Trump turns up the heat. China says bring it on.
Subscribe to enjoy similar stories. BEIJING : As President Trump ratchets up the political and economic pressure on China, Beijing has responded with a clear message: China will resist U.S. efforts to constrain its rise.
In the past week alone, Trump has placed tariffs on China, Mexico and Canada, the U.S.’s three biggest trading partners, and readied measures to challenge China’s dominance in shipbuilding. On Friday, the president upended U.S. foreign policy by opening talks with Russia to end the war in Ukraine—a move that some believe could be aimed at driving a wedge between Moscow and Beijing.

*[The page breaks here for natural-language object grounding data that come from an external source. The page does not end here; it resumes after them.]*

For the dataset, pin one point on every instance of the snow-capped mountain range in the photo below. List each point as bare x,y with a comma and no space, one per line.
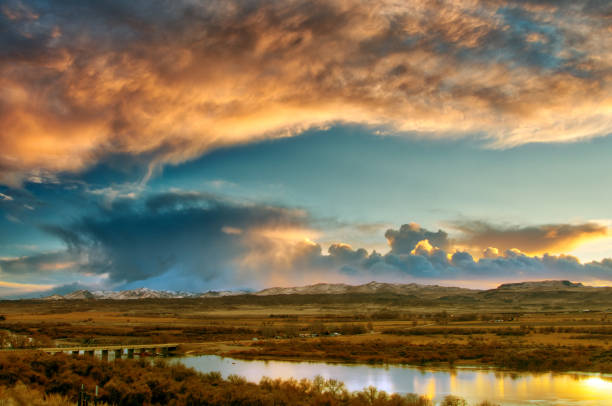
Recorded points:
328,288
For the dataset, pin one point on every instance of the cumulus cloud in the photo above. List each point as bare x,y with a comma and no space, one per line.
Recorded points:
192,241
405,240
551,238
80,81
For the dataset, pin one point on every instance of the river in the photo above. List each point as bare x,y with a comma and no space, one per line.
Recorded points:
472,384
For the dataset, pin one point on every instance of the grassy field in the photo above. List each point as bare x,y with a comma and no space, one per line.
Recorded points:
369,329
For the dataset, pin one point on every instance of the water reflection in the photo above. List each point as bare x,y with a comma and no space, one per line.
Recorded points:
473,385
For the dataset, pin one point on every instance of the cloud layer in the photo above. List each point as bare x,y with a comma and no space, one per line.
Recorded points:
166,81
195,241
552,238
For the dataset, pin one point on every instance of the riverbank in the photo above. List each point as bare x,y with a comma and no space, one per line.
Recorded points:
139,382
518,355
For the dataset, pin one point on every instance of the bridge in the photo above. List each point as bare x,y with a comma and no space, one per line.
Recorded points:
117,350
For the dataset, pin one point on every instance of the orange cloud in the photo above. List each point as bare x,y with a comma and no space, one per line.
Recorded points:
171,85
479,236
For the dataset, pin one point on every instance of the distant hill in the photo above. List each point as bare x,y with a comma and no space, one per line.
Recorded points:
370,288
540,285
140,293
506,291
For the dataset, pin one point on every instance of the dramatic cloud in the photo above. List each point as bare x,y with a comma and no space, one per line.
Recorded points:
166,81
194,241
404,240
181,234
551,238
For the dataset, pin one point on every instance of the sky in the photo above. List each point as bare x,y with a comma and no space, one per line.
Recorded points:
222,145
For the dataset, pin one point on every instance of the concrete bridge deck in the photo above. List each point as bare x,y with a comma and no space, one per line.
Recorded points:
166,347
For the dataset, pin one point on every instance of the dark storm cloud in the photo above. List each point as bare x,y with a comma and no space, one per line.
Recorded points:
191,232
166,81
556,238
190,241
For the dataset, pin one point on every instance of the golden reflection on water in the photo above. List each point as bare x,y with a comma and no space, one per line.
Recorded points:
473,385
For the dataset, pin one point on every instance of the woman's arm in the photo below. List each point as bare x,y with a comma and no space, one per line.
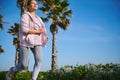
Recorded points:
36,31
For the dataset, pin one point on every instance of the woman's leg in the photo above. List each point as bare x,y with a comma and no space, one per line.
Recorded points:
24,59
37,52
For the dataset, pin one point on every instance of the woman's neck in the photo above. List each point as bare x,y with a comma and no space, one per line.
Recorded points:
33,13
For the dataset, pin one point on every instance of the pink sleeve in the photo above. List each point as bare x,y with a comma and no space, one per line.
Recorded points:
24,23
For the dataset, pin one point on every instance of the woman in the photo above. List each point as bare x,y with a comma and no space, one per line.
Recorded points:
33,36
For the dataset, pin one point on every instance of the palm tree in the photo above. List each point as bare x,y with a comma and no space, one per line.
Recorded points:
58,13
1,27
14,30
22,5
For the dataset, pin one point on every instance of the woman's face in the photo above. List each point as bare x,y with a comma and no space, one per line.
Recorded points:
33,5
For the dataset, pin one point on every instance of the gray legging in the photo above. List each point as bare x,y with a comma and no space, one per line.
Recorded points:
24,59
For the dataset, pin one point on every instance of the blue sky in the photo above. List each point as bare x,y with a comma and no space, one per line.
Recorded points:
92,37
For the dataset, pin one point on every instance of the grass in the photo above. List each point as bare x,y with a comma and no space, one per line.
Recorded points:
78,72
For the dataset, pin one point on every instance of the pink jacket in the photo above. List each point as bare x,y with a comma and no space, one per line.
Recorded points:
30,40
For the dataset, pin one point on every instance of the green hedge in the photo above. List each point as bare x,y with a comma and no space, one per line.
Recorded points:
81,72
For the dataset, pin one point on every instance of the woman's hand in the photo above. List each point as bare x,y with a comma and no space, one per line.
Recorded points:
41,30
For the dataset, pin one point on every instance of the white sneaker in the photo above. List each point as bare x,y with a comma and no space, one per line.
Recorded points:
10,74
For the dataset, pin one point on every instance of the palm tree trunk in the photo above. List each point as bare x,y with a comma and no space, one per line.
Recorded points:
17,57
54,52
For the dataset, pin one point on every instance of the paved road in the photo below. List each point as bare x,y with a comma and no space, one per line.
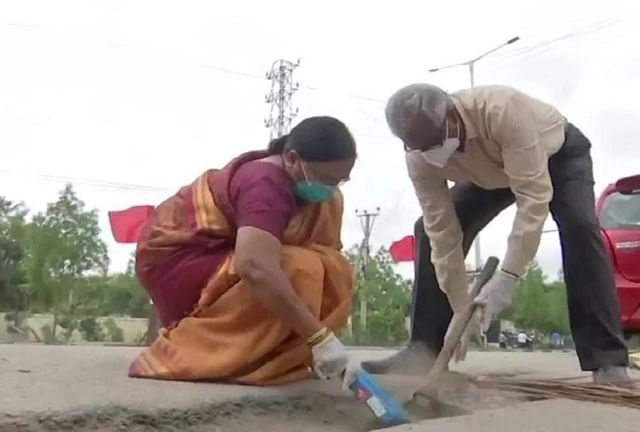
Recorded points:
45,379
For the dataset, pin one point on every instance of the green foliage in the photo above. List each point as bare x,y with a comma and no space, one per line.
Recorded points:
91,329
13,295
114,333
56,262
540,305
387,296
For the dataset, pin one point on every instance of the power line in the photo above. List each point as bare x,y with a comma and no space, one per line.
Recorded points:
549,44
100,184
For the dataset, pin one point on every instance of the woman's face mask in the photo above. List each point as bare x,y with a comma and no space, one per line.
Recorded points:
313,191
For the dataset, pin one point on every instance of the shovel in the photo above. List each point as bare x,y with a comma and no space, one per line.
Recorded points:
426,397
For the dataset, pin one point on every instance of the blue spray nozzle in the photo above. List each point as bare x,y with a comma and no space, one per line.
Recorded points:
383,405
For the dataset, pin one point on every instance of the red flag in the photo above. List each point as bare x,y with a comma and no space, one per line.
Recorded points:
403,250
127,224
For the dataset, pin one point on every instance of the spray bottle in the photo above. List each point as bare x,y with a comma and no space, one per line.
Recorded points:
380,402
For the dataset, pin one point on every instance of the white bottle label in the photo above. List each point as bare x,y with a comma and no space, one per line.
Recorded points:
376,406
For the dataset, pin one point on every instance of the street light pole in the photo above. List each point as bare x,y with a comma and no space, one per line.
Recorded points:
471,66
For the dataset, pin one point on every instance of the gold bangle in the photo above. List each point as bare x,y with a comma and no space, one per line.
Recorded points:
318,336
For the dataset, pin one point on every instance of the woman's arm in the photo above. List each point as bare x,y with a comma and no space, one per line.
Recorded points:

On Wednesday, China’s leaders signaled that it hasn’t been thrown off by the dramatic developments in Washington. Instead, Beijing is as determined as ever to become self-sufficient and impervious to Western pressure. “If war is what the U.S.
wants, be it a tariff war, a trade war or any other type of war, we’re ready to fight till the end," Chinese Foreign Ministry spokesman Lin Jian said after the latest exchange of retaliatory tariffs. “Intimidation does not scare us. Bullying does not work on us.
Pressuring, coercion or threats are not the right way of dealing with China. Anyone using maximum pressure on China is picking the wrong guy." Beijing sent a similar, albeit more calibrated message, at the opening of China’s annual legislative session on Wednesday, where it set an ambitious goal to expand its economy by around 5% this year, unchanged from last year, suggesting that it doesn’t see its growth trajectory being derailed by Trump’s actions. It also unveiled plans to increase military spending by 7.2%, continuing a military buildup to support its increasingly dominant posture in the region.